The design flexibility that Visell describes is exemplified in the reconfigurability of the devices reported by UCSB researchers and others in the journal Advanced Materials.
Reconfigurable logic circuits are of particular interest as candidates for post-CMOS electronics, because they make it possible to simplify circuit design while increasing energy efficiency.
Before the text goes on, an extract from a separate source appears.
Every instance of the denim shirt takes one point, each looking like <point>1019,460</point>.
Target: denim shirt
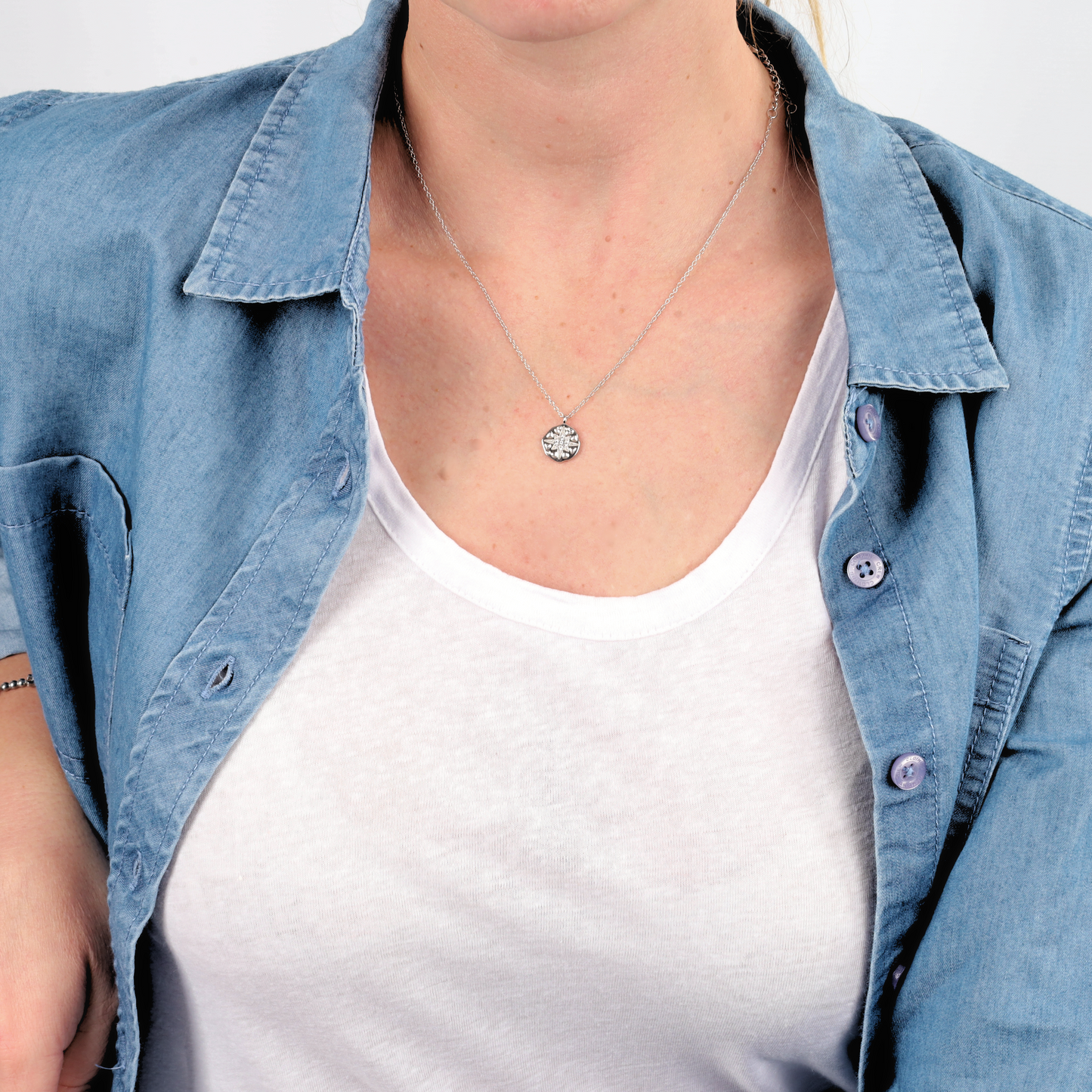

One recently developed class of carbon-based (as opposed to, say, silicon- or gallium-nitride-based) transistors), called organic electrochemical transistors(OECTs), have been shown to be well-suited for reconfigurable electronics.
In the recent paper, chemistry professorThuc-Quyen Nguyen,who leads the UCSB Center for Polymers and Organic Solids, and co-authors including Visell describe a breakthrough material — a soft, semiconducting carbon-based polymer — that can provide unique advantages over the inorganic semiconductors currently found in conventional silicon transistors.
“Reconfigurable organic logic devices are promising candidates for the next generations of efficient computing systems and adaptive electronics,” the researchers write. “Ideally, such devices would be of simple structure and design, [as well as] power-efficient and compatible with high-throughput microfabrication techniques.”